By Daniel Macfarlane
Nik Wallenda’s impending and controversial tightrope walk across Niagara Falls, set for June 15, is just the most recent in a long line of such spectacles (e.g. actually going over the falls!) at the iconic cataract. Given the banality of the carnivalesque at the Niagara Falls – just think of circus-style attractions – it has often interpreted as a touchstone of cultural and social history, ranging from the epitome of the North American natural sublime in past centuries, to the cradle of electricity since the late 19th century, honeymoon central since the mid-20th century, and then serving as a symbol of environmental degradation (Love Canal) in more recent decades.

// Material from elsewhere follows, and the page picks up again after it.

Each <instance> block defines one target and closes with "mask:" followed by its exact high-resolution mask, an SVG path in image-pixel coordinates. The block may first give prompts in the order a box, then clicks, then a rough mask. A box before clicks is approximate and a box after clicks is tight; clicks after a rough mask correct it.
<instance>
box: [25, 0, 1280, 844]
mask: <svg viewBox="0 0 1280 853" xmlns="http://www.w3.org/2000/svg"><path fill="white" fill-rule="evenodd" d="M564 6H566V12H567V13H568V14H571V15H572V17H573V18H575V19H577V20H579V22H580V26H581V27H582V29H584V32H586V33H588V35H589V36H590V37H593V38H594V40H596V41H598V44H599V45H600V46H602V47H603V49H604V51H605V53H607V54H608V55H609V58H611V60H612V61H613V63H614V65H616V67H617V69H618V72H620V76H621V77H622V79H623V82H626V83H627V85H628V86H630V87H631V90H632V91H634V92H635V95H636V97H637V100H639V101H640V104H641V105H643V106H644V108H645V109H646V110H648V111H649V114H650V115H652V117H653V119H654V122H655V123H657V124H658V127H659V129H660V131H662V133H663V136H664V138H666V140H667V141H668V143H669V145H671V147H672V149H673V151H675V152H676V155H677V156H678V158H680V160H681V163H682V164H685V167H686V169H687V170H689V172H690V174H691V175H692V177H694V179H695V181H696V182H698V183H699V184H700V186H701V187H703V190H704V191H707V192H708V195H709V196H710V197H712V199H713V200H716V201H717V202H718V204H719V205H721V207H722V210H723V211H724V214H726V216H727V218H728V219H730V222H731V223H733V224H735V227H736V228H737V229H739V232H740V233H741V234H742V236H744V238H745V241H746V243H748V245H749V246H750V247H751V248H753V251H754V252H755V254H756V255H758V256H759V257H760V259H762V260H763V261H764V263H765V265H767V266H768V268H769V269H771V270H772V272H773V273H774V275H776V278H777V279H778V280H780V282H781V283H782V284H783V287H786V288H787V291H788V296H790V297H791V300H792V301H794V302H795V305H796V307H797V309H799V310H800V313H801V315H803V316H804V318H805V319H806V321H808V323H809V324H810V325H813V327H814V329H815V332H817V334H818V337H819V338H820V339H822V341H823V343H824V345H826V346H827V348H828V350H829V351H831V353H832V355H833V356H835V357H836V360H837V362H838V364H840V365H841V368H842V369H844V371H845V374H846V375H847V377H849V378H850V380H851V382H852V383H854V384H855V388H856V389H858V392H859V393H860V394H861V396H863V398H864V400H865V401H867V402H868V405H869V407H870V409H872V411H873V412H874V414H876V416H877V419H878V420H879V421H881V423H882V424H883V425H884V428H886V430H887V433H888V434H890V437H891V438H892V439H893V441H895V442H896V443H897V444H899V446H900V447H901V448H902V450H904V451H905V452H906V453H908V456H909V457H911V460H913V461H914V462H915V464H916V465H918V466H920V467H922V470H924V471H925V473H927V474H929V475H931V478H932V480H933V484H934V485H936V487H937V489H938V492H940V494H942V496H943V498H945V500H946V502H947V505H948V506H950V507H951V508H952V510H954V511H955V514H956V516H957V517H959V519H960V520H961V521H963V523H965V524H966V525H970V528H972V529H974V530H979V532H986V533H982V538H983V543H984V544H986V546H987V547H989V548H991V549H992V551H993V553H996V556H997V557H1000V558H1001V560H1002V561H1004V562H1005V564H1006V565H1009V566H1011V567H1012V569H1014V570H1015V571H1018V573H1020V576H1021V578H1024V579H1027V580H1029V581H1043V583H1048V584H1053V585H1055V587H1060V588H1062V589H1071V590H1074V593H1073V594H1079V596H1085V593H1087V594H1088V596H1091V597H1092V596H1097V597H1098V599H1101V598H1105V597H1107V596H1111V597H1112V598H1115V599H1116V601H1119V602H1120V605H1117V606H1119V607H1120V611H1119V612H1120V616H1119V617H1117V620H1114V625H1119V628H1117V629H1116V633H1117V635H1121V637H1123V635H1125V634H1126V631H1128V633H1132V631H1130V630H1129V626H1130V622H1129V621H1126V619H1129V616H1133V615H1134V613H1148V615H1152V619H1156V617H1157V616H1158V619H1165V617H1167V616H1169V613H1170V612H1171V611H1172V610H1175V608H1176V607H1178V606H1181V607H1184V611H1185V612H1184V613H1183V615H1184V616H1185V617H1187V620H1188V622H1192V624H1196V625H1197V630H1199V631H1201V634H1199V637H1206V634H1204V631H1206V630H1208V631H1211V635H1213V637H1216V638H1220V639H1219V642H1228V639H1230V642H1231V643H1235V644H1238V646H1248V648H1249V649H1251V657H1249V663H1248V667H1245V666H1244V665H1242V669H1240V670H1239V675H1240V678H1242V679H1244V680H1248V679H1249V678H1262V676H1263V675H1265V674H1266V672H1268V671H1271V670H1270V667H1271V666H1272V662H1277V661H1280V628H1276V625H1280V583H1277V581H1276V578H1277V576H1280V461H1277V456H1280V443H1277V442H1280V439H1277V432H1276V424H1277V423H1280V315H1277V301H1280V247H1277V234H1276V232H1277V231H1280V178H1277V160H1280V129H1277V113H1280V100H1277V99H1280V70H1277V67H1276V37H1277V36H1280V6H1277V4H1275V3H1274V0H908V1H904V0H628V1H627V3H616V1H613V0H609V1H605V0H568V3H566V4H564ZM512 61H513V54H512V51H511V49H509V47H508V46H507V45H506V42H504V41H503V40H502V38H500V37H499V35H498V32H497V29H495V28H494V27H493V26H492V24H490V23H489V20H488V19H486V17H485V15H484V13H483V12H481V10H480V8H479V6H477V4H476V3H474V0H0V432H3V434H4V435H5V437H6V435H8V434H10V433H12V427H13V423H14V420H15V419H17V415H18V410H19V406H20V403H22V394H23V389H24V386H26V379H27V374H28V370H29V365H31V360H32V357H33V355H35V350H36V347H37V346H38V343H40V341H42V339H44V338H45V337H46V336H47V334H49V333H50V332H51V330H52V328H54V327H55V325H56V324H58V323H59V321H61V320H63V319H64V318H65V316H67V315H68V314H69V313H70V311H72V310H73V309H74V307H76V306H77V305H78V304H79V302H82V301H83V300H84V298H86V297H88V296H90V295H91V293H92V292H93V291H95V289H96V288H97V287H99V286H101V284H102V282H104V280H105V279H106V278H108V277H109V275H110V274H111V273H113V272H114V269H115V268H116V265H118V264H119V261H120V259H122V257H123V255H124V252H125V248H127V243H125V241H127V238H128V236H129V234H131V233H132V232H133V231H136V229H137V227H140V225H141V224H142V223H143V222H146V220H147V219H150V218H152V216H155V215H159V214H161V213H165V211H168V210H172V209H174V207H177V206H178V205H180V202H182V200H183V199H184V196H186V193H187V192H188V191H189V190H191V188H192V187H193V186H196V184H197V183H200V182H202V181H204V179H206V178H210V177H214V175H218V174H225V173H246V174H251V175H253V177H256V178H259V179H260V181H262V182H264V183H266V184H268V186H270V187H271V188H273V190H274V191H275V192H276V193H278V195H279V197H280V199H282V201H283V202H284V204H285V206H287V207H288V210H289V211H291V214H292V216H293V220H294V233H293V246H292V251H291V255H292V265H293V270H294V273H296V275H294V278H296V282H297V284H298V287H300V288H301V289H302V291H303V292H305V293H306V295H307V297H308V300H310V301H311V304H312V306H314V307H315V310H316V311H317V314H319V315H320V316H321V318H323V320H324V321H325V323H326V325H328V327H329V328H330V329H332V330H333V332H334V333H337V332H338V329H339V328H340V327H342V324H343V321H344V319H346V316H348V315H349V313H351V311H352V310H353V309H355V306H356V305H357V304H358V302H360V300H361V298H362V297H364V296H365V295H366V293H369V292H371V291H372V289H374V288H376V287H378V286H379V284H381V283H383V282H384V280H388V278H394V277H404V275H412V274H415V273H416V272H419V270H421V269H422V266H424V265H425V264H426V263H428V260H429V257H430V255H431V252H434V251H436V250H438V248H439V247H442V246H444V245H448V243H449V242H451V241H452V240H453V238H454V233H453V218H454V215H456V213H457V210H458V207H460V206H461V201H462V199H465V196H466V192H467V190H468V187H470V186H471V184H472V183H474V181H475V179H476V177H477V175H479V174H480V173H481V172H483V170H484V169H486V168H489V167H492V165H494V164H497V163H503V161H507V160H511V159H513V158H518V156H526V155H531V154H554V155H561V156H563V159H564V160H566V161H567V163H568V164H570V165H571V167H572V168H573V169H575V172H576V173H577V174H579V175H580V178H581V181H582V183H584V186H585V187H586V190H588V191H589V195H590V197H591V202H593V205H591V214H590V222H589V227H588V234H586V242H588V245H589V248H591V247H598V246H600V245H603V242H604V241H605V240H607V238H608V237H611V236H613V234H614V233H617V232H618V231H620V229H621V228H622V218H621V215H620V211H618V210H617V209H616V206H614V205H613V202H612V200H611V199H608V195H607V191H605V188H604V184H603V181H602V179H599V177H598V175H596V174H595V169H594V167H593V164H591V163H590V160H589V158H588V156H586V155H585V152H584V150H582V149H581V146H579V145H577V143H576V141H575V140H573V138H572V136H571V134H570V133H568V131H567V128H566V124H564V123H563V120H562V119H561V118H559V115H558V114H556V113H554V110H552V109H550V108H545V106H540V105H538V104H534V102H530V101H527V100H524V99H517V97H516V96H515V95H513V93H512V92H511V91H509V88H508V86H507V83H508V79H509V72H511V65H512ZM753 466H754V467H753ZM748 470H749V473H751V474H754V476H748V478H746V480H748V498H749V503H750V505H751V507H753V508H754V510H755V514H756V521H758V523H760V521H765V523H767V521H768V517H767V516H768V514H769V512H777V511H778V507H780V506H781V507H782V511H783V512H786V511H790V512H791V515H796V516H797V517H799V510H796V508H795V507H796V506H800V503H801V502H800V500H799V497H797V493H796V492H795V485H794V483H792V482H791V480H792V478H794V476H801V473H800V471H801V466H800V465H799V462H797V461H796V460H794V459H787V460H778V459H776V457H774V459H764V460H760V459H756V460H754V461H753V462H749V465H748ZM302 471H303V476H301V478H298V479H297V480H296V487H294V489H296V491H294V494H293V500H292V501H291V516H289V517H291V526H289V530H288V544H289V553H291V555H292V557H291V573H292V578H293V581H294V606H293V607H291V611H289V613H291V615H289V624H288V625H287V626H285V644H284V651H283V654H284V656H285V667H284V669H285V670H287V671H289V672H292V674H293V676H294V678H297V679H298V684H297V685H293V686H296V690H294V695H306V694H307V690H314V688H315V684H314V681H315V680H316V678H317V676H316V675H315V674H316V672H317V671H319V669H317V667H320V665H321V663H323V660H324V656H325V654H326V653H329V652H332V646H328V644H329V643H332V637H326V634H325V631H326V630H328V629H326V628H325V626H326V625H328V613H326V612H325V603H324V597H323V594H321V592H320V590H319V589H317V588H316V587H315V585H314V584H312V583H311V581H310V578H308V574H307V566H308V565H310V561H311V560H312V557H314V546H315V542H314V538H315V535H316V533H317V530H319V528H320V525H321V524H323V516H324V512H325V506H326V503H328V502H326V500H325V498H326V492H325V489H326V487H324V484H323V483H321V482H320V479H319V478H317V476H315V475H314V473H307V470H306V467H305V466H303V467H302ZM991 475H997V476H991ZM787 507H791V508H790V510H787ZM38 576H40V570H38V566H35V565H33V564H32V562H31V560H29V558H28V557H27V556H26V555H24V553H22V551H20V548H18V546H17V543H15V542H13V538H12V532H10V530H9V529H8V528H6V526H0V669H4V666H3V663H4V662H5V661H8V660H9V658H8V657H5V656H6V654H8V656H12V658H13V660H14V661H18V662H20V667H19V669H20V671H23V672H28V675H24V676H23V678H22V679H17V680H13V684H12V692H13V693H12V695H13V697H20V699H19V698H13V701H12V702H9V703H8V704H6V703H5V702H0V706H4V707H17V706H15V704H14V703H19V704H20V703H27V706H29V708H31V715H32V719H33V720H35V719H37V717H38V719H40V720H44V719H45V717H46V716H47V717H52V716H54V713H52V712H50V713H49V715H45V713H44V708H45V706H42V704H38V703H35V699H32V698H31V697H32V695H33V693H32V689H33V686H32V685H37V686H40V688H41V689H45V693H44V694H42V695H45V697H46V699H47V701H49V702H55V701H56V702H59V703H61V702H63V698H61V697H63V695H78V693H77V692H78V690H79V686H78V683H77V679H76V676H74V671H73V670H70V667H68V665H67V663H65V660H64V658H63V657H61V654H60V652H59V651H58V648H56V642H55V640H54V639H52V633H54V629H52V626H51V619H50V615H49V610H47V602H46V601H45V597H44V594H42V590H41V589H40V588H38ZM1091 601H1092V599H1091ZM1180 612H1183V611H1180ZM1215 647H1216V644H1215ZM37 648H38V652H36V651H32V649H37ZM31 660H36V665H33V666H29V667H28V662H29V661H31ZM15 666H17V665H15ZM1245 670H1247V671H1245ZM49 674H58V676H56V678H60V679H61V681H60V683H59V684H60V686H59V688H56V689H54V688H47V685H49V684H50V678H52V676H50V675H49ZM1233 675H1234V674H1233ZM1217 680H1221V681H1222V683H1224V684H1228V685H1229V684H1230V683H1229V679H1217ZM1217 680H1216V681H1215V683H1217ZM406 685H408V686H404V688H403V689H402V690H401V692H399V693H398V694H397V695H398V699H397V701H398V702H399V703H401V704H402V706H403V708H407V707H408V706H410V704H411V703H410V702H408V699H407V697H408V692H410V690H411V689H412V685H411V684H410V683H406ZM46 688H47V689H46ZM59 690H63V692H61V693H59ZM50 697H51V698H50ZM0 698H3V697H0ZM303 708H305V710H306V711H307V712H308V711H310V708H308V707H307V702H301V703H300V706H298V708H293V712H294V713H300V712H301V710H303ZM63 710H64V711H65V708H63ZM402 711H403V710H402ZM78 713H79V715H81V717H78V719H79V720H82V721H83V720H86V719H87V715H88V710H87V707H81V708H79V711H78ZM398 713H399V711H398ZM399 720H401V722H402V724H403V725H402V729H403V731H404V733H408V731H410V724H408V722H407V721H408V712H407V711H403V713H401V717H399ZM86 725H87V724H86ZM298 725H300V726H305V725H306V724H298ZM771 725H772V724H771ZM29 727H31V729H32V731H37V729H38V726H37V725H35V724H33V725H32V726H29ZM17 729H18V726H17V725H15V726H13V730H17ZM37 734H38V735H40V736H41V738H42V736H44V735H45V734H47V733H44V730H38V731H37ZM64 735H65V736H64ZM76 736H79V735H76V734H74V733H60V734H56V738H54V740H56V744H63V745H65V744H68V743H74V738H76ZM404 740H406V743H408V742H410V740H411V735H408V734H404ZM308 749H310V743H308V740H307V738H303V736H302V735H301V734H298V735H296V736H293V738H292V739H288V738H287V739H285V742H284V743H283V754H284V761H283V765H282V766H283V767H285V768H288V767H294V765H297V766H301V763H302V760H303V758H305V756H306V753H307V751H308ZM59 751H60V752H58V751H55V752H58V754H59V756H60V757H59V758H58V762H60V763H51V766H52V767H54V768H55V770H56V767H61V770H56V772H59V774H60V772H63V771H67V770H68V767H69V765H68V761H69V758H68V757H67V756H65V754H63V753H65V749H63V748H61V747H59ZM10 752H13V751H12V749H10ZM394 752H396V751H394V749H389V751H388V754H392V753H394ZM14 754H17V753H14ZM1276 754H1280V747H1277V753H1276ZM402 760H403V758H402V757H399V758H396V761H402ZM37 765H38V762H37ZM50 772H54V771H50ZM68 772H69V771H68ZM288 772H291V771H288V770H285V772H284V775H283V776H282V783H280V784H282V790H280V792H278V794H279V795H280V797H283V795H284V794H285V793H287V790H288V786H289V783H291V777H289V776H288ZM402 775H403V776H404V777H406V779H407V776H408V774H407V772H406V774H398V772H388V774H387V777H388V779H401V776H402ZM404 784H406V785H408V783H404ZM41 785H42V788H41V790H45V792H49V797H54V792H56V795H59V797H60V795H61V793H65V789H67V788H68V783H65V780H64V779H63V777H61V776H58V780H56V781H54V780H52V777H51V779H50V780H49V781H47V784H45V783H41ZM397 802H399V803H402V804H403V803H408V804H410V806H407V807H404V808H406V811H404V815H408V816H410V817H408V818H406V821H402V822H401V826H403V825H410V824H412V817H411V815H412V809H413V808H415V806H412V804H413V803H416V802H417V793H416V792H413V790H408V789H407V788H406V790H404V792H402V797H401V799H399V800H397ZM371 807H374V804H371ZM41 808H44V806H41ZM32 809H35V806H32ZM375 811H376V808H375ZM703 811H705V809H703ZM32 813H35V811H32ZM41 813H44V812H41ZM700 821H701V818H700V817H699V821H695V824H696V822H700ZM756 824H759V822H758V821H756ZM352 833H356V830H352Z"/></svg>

But I would argue that what is going on underneath Niagara Falls, is much more intriguing, and culturally revealing, if not as made-for-TV dramatic as a tightrope walk. Ontario Power Generation, one of the successor organizations to Ontario Hydro, is set to finish a massive 10.4 km mega-tunnel in 2013 which will take water from above the cataract, funnel it underneath the community of Niagara Falls, Ontario to the Sir Adam Beck powerhouses downstream. But this tunnel is nothing new, as it joins similar diversion tunnels and conduits that were built throughout the 20th century (Canadian Geographic recently featured this tunnel’s construction, including a map of the past and present tunnels, in its April 2012 issue). The soon-to-be-completed tunnel is part of a massive and historic hydro-electric production landscape in which water falling down the Niagara escarpment has been diverted on both sides of the border in order to generate power.
Concerns about balancing the benefits of hydro power (and the industrial development that tends to accompany it) with the public’s concern for the natural appeal (and tourist dollars, from the state’s perspective) of the falls have been ongoing since the turn of the 20th century. Public pressure led to some diversion restrictions, but other forces (i.e. government and industry) pushing for increased diversions got their way more often than not. Various transnational schemes were forwarded that tried to achieve both aims: simultaneously divert water and maintain the scenic spectacle of the cataract. While this may sound contradictory, such plans formed the basis for the 1950 Canadian-American Niagara treaty between Canada and the United States.
Under the terms of this bilateral agreement, a control weir was built above the waterfalls, water diverted into newly-constructed tunnels, and the flanks and river bed leading up to the actual falls modified and manipulated so that the “impression of volume” would be maintained despite the massive amounts of water that no longer crashed over the precipice (see attached pictures). It was about making less water look like more in order to retain the “natural” appearance of the Falls. This had included the development of a special “telecolorimeter” to test for the desired “greenish-blue” colour of the cascading water. The remedial works were also intended to reduce “spray problems,” as excessive mist was scaring off visitors to the tunnels behind Table Rock. This all speaks to the commodification of the Niagara experience, a process that was intertwined with the other tourist trappings prevalent at Niagara Falls: nature should be sanitized, made predictable and orderly, and packaged for easy consumption.
Because of the treaty stipulations, 2/3 of the water of the Niagara River was legally diverted to the hydro plants, rather than going over the falls, during non-tourist hours (8 a.m. to 10 p.m. from April to mid-September, and
from 8 a.m. to 8 p.m. during the fall). The various governments spoke of the cataract as if it were a water faucet to be turned on and off according to aesthetic whim; indeed, Niagara Falls is essentially treated like a tap, engineered to serve the power plants. This may be disheartening, even shocking, to those who revel in Niagara’s glory. The history of Niagara Falls power and beauty development indicates that “conservation” is a contested and fluid concept, with varying motives and results. It certainly is a testament to past governmental and planners urges to treat the environment as something to be controlled and dominated. It shows that, even at a place as iconic and revered as Niagara Falls, such considerations take a backseat to progress and industry.
However, I also have not told the whole story. Canada and the U.S. further conspired in the 1960s and 1970s to increase the amount of water that could be diverted away from the falls, and even went as far as to shut off the American Falls for a period of time to explore renovating its rock face and talus. But public opposition played a strong role in dissuading many of the further “improvements” – indicating the power, forgive the pun, which such opposition can have. Furthermore, one could ask what, outside of the subjective loss of scenic grandeur, are the environmental drawbacks of plumbing Niagara for hydro-electricity? Hydro power is generally more environmentally friendly than other standard forms of mass energy production, with the major exception of the ecological impacts of reworking river and water ecosystems that hydro dams usually entail (e.g. St. Lawrence, Columbia, and Northern Quebec projects). But at Niagara, the falls act as the dam, and no flooding or major reorganization of watershed ecology has been necessary.
Nonetheless, treating Niagara like a tap seems wrong to me, and there are surely consequences for attempting to have one’s cake and eat it, too – or to have one’s power and “natural” beauty, too – even if they are not immediately apparent. At the very least, the modern history of the Niagara Falls relays a complicated story that should give us pause when it comes to conceptualizing natural beauty and natural resources.